ちなみに normalizedTime の整数部分がループ回数に相応するようです。
覚えておくと役に立つ・・・かも。
使用例
自分が使っている一例として、「特定タイミングで iTween.MoveBy() を実行しキャラクターを移動させる」があります。
上で載せたスクリプトを少し修正します。
using UnityEngine; namespace StateController.PlayerAnimator { public class MoveCharacter : StateMachineBehaviour { [SerializeField] protected float execute_time; [SerializeField] protected Vector3 velocity; [SerializeField] protected float move_time; private bool execute_flg; public override void OnStateEnter(Animator animator, AnimatorStateInfo stateInfo, int layerIndex) { execute_flg = false; } public override void OnStateUpdate(Animator animator, AnimatorStateInfo stateInfo, int layerIndex) { if (execute_time < stateInfo.normalizedTime % 1 && !execute_flg) { execute_flg = true; iTween.Stop(animator.gameObject); iTween.MoveBy(animator.gameObject, iTween.Hash( "amount", velocity, "time", move_time )); } } public override void OnStateExit(Animator animator, AnimatorStateInfo stateInfo, int layerIndex) { execute_flg = false; } } }
インスペクター上で実行するタイミングと移動ベクトル、移動時間を設定します。
アニメーションの途中で「1歩踏み込んで攻撃」的なモーションがあっても安心です。
実際に動かすと上のような感じ。
分かりにくいですが、縦斬り→薙ぎ払いまで1モーションで、execute_time は0.5に設定してあります。

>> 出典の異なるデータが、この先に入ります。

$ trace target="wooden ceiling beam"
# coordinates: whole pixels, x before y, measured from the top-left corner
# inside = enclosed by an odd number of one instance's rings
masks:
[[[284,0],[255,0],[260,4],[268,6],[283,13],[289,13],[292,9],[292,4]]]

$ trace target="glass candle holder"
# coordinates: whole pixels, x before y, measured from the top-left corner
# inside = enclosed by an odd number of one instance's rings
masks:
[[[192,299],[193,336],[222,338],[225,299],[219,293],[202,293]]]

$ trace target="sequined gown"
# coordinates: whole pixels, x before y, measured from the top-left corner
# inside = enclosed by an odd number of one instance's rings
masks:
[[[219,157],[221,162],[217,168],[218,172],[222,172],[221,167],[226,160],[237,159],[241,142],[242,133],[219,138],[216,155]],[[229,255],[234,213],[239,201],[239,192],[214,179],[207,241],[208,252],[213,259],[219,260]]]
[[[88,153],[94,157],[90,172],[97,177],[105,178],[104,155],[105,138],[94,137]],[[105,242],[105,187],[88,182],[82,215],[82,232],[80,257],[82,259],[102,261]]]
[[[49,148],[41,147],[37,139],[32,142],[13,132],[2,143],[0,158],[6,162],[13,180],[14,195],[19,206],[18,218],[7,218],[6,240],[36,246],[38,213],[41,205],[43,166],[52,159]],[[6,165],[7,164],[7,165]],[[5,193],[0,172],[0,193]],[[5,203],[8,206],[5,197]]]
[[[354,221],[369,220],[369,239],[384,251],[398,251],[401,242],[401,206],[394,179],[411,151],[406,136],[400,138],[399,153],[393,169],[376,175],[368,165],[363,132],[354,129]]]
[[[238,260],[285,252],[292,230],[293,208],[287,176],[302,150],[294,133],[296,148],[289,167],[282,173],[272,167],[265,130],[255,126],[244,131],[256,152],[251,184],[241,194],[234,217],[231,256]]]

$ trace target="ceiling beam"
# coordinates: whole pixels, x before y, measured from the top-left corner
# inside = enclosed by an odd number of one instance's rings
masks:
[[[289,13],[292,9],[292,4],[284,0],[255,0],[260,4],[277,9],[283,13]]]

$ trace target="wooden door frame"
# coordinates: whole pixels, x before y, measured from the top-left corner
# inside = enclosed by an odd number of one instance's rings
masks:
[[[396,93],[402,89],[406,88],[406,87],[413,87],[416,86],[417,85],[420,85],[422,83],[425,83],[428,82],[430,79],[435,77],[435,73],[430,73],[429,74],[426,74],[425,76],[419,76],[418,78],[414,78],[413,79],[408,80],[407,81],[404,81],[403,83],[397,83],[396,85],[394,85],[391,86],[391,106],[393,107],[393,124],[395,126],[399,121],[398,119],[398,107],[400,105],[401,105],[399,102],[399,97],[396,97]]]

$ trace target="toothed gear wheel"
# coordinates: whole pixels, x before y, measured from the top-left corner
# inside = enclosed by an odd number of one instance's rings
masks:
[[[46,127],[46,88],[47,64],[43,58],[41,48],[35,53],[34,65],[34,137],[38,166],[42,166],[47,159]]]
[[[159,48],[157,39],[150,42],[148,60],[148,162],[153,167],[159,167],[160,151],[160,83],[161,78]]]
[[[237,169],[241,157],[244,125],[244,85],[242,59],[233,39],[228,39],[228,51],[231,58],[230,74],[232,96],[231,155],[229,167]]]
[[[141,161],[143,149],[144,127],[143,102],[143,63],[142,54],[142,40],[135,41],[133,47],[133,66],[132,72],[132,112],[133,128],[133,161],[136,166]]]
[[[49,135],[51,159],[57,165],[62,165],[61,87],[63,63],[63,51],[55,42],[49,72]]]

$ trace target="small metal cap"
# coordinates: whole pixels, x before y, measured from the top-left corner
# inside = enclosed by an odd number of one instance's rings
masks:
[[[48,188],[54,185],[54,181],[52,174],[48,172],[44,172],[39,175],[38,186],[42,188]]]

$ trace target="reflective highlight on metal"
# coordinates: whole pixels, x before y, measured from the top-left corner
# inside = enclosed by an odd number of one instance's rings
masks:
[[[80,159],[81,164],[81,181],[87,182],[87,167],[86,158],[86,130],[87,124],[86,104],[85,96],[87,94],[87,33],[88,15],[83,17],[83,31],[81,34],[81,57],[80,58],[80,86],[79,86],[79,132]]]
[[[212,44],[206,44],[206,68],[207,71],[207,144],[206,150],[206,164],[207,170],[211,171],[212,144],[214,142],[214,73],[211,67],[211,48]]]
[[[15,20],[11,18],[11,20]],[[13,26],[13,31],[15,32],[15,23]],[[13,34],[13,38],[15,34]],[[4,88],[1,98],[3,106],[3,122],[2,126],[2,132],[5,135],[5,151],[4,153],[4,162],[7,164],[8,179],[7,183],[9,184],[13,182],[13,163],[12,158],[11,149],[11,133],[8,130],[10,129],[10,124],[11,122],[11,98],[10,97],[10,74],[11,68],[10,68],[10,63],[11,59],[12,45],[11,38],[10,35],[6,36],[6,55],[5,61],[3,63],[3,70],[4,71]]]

別に iTween でなくても良いので、animator.gameObject.getComponent() とかと組み合わせればもっといろいろ出来ます。
StateMachineBehaviour のスクリプト内に処理をあれこれ書きたくない方は、素直に Player クラスあたりを getComponent() して処理させるのも有りだと思います。
まとめ
そんなわけで、StateMachineBehaviour 上から特定タイミングで処理を実行する方法について考えてみました!
特定タイミングであれこれしたい場面は多いので、活用する機会は多くなりそうです。